И она ощутила, как подкрадывается безумие, обнимает ее – сейчас оно унесет ощущение себя, знание, кто она и кем была раньше. Педантом, отстраненным академиком. Она верила в первичный разум, создающий и пересоздающий мир. Реальная жизнь стала для нее ничего не значащей, даже не достойной обсуждения – внешний мир мерзок, зачем вспоминать о нем? Он принадлежит людям вроде Танала Ятванара и Кароса Инвиктада, радостно барахтающимся в грязи, из коей они сотворены, ибо лишь густая вонь способна коснуться грубых органов чувств…

«… но они добрались до меня. Слышу! Он возвращается. Шаги неуверенные…»

На лоб опустилась мозолистая ладонь.

Джанат Анар открыла глаза.

Со всех сторон льется свет. Теплый свет, мягкий словно дыхание. Над ней склонилось лицо. Старое, худое, обветренное – глаза глубокие как море, и в них блестят слезы.

Она ощутила, как скрежещет цепь. Старик потянул – и звенья рассыпались словно гнилой тростник. Он склонился и без усилий поднял ее тело.

«Бездна, у тебя такое милое лицо…»

Снова тьма.

***

Под дном реки Летер, под слоем ила толщиной в дом покоятся остатки почти шестнадцати тысяч горожан. Их кости заполняют старинные колодцы, высверленные еще до прихода реки – прежде чем потоки восточных гор катастрофически переполнились и змея укусила свой хвост, прорыв новое русло, затопившее рожденный бесчисленные тысячелетия назад город.

Сотни лет назад летерийские зодчие наткнулись на подводные тоннели, поразились кривым коридорам и купольным комнатам, удивились широким и глубоким колодцам с чистой, ледяной водой.

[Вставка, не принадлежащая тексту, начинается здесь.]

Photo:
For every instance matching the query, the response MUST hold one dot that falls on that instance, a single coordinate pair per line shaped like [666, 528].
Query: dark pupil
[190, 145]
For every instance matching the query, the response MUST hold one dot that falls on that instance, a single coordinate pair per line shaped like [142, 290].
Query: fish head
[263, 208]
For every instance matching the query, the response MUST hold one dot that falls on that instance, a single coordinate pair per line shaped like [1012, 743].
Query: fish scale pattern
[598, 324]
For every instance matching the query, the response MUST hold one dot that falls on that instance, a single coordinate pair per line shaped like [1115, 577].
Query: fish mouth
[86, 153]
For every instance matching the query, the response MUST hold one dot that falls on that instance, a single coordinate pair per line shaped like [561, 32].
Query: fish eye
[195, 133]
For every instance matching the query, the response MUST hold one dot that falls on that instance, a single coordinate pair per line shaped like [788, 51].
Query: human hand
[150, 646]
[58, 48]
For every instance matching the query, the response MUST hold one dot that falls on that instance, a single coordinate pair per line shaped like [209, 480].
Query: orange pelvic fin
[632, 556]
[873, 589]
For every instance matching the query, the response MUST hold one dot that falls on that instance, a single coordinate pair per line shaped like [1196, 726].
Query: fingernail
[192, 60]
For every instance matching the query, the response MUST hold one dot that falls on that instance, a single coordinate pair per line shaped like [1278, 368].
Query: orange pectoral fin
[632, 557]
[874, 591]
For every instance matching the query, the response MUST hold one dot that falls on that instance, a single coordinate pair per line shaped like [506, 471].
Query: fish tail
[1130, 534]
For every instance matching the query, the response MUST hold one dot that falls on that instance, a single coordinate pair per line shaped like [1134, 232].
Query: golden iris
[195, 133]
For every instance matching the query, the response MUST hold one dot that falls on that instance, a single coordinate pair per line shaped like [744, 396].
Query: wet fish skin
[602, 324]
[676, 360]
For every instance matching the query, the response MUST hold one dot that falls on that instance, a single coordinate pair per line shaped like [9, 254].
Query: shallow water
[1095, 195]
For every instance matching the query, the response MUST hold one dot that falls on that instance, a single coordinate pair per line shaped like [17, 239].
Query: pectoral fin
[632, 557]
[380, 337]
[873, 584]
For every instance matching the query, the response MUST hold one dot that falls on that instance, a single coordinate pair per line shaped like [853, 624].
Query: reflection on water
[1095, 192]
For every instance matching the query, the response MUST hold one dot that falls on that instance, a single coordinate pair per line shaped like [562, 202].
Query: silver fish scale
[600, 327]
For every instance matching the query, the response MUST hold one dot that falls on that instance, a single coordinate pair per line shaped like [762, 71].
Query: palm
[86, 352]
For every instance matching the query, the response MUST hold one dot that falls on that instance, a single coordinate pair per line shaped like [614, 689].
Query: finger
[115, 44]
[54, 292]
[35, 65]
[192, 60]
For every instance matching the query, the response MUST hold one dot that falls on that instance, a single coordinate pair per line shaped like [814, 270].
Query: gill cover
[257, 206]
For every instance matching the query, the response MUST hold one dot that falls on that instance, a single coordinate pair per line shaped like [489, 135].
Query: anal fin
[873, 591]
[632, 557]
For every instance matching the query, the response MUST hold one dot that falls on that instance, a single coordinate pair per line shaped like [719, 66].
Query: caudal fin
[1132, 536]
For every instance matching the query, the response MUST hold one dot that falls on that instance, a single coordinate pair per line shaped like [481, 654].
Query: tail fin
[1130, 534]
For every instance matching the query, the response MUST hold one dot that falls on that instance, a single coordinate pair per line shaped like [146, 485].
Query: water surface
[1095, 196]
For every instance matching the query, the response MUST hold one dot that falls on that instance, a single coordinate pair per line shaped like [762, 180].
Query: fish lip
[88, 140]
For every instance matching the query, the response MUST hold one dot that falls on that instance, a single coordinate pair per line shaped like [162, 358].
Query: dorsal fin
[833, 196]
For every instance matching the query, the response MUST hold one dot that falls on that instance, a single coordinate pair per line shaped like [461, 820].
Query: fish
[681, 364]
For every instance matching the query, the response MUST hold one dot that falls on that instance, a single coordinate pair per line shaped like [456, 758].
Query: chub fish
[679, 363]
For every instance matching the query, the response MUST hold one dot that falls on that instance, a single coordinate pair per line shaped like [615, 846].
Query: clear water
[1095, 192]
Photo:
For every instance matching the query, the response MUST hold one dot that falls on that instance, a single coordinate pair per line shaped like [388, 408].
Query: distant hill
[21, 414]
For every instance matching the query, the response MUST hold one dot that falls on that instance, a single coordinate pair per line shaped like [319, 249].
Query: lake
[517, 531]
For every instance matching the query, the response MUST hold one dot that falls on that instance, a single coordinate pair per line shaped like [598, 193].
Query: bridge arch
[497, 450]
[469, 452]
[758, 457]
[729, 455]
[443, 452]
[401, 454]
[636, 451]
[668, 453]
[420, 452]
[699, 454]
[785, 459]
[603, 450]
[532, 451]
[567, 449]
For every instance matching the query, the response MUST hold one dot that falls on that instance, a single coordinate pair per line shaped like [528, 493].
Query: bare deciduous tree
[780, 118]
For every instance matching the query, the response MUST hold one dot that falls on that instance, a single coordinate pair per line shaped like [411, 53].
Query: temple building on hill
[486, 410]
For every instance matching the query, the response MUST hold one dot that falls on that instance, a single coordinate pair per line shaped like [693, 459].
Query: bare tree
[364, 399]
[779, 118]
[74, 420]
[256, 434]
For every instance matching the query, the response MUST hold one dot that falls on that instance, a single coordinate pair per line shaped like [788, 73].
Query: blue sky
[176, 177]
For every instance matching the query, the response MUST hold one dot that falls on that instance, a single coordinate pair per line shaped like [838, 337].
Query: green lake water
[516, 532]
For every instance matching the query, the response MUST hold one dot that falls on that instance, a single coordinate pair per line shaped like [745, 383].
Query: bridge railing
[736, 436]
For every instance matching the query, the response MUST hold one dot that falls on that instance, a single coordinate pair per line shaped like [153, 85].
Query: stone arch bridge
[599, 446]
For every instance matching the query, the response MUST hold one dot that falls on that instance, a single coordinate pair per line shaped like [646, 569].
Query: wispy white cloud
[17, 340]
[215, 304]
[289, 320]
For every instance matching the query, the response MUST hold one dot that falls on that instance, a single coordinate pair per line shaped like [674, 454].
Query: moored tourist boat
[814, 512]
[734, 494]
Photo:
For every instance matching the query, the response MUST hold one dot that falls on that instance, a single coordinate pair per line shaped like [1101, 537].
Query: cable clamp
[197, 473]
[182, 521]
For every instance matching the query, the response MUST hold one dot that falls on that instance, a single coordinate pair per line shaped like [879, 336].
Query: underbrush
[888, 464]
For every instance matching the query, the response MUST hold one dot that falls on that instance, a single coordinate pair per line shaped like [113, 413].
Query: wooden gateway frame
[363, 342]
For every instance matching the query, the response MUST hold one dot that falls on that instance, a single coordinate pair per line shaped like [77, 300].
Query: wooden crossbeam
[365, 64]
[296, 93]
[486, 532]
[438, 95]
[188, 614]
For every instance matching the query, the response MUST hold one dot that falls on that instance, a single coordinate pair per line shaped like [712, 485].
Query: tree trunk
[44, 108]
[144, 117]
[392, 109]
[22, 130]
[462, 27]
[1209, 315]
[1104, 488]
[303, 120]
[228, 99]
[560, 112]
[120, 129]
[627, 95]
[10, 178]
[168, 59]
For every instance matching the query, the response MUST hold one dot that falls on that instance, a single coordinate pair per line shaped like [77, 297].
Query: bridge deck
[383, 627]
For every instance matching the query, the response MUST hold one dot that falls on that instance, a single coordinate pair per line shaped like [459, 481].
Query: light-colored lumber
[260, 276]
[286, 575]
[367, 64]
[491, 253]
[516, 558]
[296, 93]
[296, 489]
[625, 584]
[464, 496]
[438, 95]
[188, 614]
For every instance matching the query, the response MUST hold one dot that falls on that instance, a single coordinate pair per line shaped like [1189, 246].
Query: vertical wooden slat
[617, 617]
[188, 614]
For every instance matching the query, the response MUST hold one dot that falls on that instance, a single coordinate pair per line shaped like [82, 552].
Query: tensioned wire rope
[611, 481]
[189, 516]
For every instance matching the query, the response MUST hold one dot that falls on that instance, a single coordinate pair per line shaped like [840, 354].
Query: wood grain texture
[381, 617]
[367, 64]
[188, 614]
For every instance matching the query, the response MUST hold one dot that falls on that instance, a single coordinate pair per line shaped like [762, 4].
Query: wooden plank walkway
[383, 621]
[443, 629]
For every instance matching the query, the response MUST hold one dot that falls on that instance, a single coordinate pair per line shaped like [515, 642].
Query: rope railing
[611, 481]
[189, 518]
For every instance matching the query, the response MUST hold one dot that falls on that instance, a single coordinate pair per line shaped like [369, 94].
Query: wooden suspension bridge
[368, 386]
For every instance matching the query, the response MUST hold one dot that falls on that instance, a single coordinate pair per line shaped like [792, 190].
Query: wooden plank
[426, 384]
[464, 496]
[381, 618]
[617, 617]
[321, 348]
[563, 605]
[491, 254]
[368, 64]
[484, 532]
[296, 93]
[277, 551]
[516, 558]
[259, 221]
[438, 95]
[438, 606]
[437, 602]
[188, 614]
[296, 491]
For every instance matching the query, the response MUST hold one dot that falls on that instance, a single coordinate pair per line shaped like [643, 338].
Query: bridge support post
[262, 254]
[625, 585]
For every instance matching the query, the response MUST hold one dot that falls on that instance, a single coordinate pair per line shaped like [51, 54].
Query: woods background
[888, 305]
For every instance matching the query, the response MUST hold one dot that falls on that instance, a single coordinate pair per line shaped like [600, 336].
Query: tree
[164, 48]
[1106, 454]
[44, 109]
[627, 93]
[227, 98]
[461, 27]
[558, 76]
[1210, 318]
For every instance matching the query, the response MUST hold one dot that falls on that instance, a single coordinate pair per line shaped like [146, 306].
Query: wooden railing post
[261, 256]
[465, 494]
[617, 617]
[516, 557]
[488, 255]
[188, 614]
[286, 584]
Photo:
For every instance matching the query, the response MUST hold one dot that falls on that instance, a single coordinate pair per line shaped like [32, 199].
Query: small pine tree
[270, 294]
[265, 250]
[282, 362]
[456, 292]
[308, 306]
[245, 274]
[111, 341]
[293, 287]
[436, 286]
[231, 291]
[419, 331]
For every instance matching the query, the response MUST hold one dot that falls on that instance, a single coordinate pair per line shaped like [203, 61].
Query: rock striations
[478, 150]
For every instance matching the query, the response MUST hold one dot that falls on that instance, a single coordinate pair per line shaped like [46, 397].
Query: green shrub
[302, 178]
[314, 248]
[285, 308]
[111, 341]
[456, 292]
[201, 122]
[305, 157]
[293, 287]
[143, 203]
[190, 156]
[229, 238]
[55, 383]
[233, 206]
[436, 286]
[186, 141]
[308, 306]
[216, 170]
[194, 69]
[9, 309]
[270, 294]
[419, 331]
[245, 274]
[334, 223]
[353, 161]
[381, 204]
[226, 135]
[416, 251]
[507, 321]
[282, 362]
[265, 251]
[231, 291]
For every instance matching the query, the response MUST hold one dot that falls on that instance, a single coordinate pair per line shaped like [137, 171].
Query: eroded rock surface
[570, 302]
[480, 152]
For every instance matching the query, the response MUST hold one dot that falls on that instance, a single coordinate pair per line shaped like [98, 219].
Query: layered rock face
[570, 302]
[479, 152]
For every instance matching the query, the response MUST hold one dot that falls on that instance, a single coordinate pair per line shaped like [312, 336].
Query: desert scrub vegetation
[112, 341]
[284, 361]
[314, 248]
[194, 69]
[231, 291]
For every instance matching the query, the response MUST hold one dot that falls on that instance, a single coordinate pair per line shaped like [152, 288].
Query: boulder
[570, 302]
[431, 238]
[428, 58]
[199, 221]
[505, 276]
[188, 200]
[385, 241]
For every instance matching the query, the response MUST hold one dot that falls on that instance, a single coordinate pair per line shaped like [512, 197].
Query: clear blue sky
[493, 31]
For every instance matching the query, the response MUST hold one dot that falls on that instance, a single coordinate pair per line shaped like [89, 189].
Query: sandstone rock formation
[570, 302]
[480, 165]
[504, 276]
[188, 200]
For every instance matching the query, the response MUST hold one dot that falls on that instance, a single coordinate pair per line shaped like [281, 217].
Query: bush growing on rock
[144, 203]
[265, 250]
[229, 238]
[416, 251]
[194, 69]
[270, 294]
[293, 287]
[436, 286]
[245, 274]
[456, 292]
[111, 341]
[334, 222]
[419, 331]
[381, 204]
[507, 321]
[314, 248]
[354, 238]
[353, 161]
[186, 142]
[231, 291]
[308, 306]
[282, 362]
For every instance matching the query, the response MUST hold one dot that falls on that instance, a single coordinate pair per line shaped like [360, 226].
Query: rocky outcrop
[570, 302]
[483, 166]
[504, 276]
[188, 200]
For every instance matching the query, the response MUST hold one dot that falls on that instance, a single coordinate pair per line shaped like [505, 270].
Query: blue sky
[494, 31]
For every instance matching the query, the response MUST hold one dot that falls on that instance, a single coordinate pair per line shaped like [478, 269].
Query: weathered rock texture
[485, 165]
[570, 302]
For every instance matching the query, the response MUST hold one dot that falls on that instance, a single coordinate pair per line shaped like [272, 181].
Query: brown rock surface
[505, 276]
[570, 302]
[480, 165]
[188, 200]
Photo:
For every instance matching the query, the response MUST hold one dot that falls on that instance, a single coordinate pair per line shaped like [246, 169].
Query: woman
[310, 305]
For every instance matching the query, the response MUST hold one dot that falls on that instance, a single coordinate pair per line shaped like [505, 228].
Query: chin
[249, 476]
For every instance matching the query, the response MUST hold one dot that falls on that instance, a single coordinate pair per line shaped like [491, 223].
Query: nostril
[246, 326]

Они не способны были объяснить, почему тоннели почти сухие, почему камень поглощает воду как губка.

Отчетов об этих сооружениях не сохранилось – тоннели, комнаты, колодцы стали тайным знанием немногих. О существовании параллельных ходов, секретных дверей в стенах и сотнях малых гробниц ведают и вовсе единицы. Эти тайны принадлежат лишь богам.

Старший Бог внес истерзанную, истощенную женщину в один из таких боковых проходов. Выскользнув из потолка, дверь бесшумно упала за ним. Он терзался горьким стыдом, он гневно себя упрекал. Он и не воображал полного размаха бесчинств и жестокостей, творимых истопатами; его мучило искушение высвободить свои силы, обрушить на обнаглевших садистов всю полноту ярости.

Разумеется, это привлечет нежелательное внимание и, без сомнения, приведет к бесчинствам еще большим, к резне, не делающей разбора между виноватыми и случайными жертвами. Да, таково проклятие силы.

Он хорошо знал, что Каросу Инвиктаду скоро предстоит это понять.

«Блюститель, ты глупец. Гибельный взор уже устремлен на тебя. Гибельный? О да, хотя немногие это понимают – слишком уж простецкие и весьма добрые черты лица окружают сей взор.